До института сумел доехать, всего три остановки, пять минут. Троллейбус полупуст: работящие разъехались, остальные просыпались, одевались, чистили зубы. Он выстоял в нелюдимом салоне, выпрыгнул почти напротив вузовского крылечка.
Прошел метров тридцать. Открыл. Зашел в здание. Дверь не придержал, она хлопнула. К лестнице. Поднялся на третий. Дороги не знал. Нашел сразу. Комната носила номер 323. Подождал сорок четыре минуты. Его позвали, и Смурнов ступил в студенческую аудиторию.
Зачисление он вспоминал как лучший день сознательной эры (в бессознательной все было намного ярче, там были светлее и радостней, и не дни недели, месяцы, годы). Даже первый секс с Катей, и второй, и третий, и четырнадцатый секс с той же Катей, и диковатая женитьба на ней - не шло в сравнение. А с рассветом жизни не хрен разную канитель сравнивать. Утренняя заря и есть утренняя заря.
4
Вечером его покормили.
Зашел конвоир из четверки радостных и утешил на земном языке: мол, не дрейфь, мужик, перемелется все, чего уж там. Когда со мной разберутся, сказал просительно. Не дрейфь, не дрейфь, похохатывал веселый, вот и жратва тебе, чтоб хорошо себя чувствовал.
Наградив узника порезанным хлебом, он отдал ему тарелку с лапшой и протянул погнутую вилку. Затем подвинул кофе, вырвал исписанные листы и сгреб их в большую черную папку. Верните, попросил он. Через полчаса вернем, заливался хохотом стражник. Не лукавил: через пятнадцать минут дверь скрипнула и открылась, пропуская высокую девушку в мягких тапочах. Бесшумная положила исчирканное и вышла, без лишних слов, лишних жестов. Без лишних, должно быть, мыслей.

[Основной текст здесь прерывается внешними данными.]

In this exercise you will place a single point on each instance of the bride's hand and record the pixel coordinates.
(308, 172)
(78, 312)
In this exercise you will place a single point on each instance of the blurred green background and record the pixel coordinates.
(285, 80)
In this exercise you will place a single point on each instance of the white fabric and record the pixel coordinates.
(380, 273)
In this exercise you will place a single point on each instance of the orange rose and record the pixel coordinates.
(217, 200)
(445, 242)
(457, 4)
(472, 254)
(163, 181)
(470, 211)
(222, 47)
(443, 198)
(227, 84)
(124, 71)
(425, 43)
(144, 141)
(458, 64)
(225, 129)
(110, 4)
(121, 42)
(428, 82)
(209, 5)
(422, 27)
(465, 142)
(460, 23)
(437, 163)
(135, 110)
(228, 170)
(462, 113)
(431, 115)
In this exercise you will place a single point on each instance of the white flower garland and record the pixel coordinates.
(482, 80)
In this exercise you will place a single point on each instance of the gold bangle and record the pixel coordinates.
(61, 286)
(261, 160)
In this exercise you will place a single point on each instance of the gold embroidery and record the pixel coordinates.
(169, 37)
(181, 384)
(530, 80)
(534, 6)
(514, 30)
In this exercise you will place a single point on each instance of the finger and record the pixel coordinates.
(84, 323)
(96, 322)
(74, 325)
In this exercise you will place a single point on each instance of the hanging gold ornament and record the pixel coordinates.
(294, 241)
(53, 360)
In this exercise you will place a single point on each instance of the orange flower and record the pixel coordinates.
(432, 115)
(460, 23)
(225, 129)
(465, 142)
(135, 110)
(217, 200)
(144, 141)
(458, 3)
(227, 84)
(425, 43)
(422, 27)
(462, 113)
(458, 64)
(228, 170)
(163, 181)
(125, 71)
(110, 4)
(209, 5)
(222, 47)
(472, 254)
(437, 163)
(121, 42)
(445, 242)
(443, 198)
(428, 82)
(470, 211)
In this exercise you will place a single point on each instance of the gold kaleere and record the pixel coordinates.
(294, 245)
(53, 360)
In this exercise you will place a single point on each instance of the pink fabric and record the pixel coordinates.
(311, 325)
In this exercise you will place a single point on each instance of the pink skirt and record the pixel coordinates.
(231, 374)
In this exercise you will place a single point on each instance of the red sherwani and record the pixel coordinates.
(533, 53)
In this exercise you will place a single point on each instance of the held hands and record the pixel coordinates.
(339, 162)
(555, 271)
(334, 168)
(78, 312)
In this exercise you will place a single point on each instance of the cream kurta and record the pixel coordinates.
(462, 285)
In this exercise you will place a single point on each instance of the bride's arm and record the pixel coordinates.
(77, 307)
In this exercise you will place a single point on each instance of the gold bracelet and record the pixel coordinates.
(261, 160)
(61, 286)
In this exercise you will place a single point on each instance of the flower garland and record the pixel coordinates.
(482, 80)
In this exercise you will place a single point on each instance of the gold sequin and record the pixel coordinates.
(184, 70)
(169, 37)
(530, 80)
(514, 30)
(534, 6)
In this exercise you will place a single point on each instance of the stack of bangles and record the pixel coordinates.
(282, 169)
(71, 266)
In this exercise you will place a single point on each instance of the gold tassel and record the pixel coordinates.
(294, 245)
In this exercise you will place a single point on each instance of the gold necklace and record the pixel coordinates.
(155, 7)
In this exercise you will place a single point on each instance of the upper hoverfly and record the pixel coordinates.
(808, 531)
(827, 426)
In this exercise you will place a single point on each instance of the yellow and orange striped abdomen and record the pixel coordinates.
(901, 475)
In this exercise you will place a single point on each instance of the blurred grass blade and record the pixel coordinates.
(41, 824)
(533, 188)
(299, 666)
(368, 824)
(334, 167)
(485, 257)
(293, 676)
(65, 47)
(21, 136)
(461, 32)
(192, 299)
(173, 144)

А Смурнов лежал и не спал. А может, и подремывал, видел десятый сон или медитировал на особый лад. И виделись штуки странные, неземные...
Итак, сказала медуза Горгона, разливая водку по мелким рюмочкам.
Итак, сказал римский легионер, ковыряя коротким мечом занозу.
Итак... Полудурки скучные, я буду говорить! - заорал Кот в сапогах, трогая сиамскую кошечку.
Итак, сказал Степаныч, наливая водочки президенту. Ну и ну, сказал Валентин Юмашев, выплескивая водочку президента. Вот те нате, сказал хрен в томате, провожая водочку президента. Ух ты, сказал спикер, угледев-таки водочку президента. Ни хрена себе, думали борзописцы и щелкоперы, краем глаза учуяв водочку президента. Вот оно, каркал Ленин на ветвях, наблюдая водочку президента. Ага, загалдели русские фашисты, сапогом помешивая водочку президента. А не все коту масленица, радовались жители Эквадора, когда до них дошла весть о водочке президента. Ха-ха, смеялись летописцы, занося на пергамент отрывочные сведения о водочке президента. Хрю-хрю, говорил народ, слизывая с мостовой водочку президента.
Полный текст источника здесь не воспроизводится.